While it probably seemed like a brilliant idea to sign on as young Obi-Wan Kenobi at the time, Ewan Mcgregor went on to regret his decision and the experience of filming the prequel trilogy. He's stated that he felt the movies were the worst he's done in his career and that he only saw them at the premieres. At other times he's also stated he really dislikes the fan base, specifically autograph hounds, whom he refers to as "parasites." Actually he used a lot of other words to describe them, but "parasites" is the only one that doesn't include swearing.

Peter Serafinowicz

You might be wondering why Peter Serafinowicz, the British comedic actor possibly most well known to US audiences as Pete in Shaun of the Dead would have ill will towards the Star Wars franchise. After all, you probably don't even remember seeing him in any the movies. And it's true, you didn't see him, since his face wasn't ever on screen. He was, however, hired to be the voice of Darth Maul for The Phantom Menace, an experience that Serafinowicz clearly didn't enjoy.

According to the man himself, George Lucas gave him the direction "sound evil" and nothing more to go on with Maul. Then, nearly every single line he recorded was cut anyway. If you recall, the character gets maybe three lines, none of which add much to the story at all. To add insult to injury, Serafinowicz wasn't even invited to the film's premiere, he had to just buy a ticket like everyone else and then, like everyone else, he discovered it was just kind of a bad movie.

David Prowse

David Prowse was one third of what was to become the on-screen version of the Sith Lord. His problem was that he was under the impression he would be a lot more. Obviously the actor was replaced during fight scenes by a skilled swordmaster who could do the stunt work for him, but Prowse maintains he was never told that James Earl Jones was taking over voice duty for him. According to Prowse, it was done behind his back and he didn't find out until basically all the rest of us did that Vader's iconic voice simply wasn't his.

Harrison Ford

This one is harder to wrap your head around considering Han Solo is back for the new trilogy. But if you're familiar with Harrison Ford's gruff interview style and history, you'll be well aware he's never much of a Star Wars fan. Even now with the new trilogy, when asked by Jimmy Fallon if he got excited by putting on the uniform again, Ford shot him down by explaining that no, what he got was paid.

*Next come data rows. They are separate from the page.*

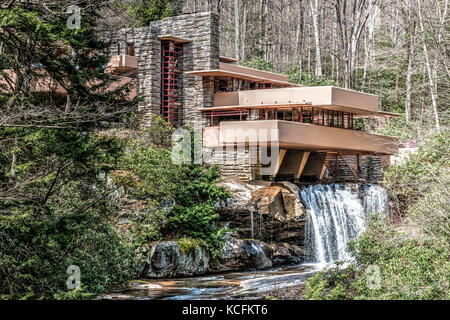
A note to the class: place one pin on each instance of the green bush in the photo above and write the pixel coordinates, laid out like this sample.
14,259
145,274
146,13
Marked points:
39,249
150,174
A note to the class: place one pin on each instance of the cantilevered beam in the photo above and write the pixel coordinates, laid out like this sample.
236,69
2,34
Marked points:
303,160
280,158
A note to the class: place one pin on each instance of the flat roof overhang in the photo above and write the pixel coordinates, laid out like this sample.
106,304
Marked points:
297,136
326,97
227,59
236,71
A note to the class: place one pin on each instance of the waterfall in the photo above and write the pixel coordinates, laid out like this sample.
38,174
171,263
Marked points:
336,214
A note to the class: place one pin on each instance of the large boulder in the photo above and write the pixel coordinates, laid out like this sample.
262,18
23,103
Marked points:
241,254
269,201
270,212
166,260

In the past Ford has been very reluctant to discuss the movies, clearly not thinking as much of them as their fans. He would deflect questions and sometimes outright mock the movies, referring to his character as "Ham Yoyo." Rumor has it he asked Lucas to kill him off in Return of the Jedi and publicly stated that three movies were enough for him and he had no intention of reprising the role. However, it seems that the mix of time, a new director, and probably that aforementioned payday changed his mind.